In my very humble opinion, the traditional political promotional tools are still very much extant and will be used again by Lebanese political parties going forward. Almost all political parties will rely once again on: sectarianism, creation of fear, offering of social services, and emotional speeches. More strategically, these political movements that have been in a cold war since 2005 will be expedient alliances again in the next entitlement, repeating the same scenario of the previous elections and trying to marginalize other political actors.  But not surprisingly, the Lebanese voters will vote again for them and will salute the new-old alliances. Why? Because the sectarian emotional speeches still influence them, because the culture of political bribes has a longtime importance in our society, and because Lebanese people still proudly prefer the sectarian community’s interests over the country’s interests. Additionally, it would not be an exaggeration to say these blind followers of sectarian leadership have zero actual political and national awareness.  
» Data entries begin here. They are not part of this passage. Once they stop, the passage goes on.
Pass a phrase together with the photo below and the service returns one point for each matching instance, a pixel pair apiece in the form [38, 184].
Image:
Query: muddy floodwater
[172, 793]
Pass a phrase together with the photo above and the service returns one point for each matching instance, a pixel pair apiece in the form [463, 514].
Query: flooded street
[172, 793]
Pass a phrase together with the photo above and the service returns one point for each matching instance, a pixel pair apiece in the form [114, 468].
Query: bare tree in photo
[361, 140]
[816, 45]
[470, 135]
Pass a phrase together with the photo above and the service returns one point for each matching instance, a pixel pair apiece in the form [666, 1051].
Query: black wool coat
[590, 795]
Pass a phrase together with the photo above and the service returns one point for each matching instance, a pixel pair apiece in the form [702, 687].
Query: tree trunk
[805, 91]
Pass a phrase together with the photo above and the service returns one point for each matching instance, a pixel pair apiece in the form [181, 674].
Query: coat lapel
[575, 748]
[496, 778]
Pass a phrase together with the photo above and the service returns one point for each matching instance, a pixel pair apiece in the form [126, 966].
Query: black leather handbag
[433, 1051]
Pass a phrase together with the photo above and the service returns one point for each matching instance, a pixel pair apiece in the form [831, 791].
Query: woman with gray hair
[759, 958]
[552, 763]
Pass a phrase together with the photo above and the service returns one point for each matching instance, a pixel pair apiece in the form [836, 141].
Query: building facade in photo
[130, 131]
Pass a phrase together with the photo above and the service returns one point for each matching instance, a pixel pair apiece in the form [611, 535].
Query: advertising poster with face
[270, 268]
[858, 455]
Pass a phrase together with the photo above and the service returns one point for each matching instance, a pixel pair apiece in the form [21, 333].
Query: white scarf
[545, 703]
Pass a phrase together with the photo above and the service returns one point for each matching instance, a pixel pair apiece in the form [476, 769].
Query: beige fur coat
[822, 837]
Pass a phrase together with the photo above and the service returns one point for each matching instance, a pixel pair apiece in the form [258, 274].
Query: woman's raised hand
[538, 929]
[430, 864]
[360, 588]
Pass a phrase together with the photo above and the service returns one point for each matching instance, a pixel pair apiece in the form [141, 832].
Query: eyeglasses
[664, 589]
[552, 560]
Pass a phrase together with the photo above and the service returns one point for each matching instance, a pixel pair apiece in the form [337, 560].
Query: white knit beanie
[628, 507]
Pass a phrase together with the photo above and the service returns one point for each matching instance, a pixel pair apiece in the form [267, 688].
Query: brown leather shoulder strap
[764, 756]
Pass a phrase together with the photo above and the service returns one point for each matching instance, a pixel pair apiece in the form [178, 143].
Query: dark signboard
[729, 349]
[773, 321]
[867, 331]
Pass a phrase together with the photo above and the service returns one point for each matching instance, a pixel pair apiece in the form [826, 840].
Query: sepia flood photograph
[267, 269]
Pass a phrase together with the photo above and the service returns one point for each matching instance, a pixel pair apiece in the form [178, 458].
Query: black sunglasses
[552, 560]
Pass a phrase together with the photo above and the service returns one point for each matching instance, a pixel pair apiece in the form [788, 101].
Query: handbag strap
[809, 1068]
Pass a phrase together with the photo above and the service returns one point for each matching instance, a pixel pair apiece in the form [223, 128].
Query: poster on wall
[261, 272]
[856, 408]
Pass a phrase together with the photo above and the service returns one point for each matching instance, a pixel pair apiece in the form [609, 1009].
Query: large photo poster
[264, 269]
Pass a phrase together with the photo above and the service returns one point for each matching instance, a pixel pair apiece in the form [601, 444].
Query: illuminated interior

What are the challenges for new political entrants?

It has become more than clear that there is a real problem in the system and the political identity of the country which makes voting for non-sectarian candidates a sin and complicates pumping any new political blood into the political arena. There are huge challenges for new political entrants in upcoming entitlements in terms of political marketing. One of the main challenges is to overcome the skepticism among the Lebanese population toward the political issues who instead prefer to stick with clan and sect. This skepticism may lead to a resistance to change. Plus, the country’s history itself is a challenge. Many politicians (with even very good political and economic programs) have failed to gain popularity, not because they had abstract ideologies but because they were facing odds such as the manipulation of outside forces.  Also, any new political actors face financial challenges as many of them are self-funding and do not have enough budgets to face the established political movements. The power of incumbency exerts itself when it comes to who has more money; those already in power have an advantage over those seeking to enter the political system. The “political money” in Lebanon has a significant role in controlling media and purchasing hearts, minds, and most importantly votes! According to a New York Times report, $750 million was spent during the 2009 parliamentary election (in a country of two-million voters). All these challenges will undoubtedly make things harder for Lebanese political newcomers. Thus, these latter entrants should firstly strengthen their credibility through a structure of transparent communication. Secondly, they should not give big promises to the people; Lebanon has a very complicated political system, including the deep connection to the influence of other countries. It’s more than enough for now to convince people vote for their policies to solve the many problems we suffer from – health care, unemployment, education, environment, energy, weak judiciary, etc. Finally, newcomers should involve supporters in the policy formation of political and economic programs – to give a sense of political ownership to policy. 

Lebanon is a country where many politicians: spread more hate than love, place the personal interest ahead of the obligation to the country, take advantage of the public's ignorance, and refuse to recognize the legitimacy of differing points of view. In next elections, all the political actors (traditional political parties and the new generation of Lebanese politicians) are called to embrace responsibility in their campaigns. In this crucial time in our region, any irresponsible political campaign could lead to new conflicts.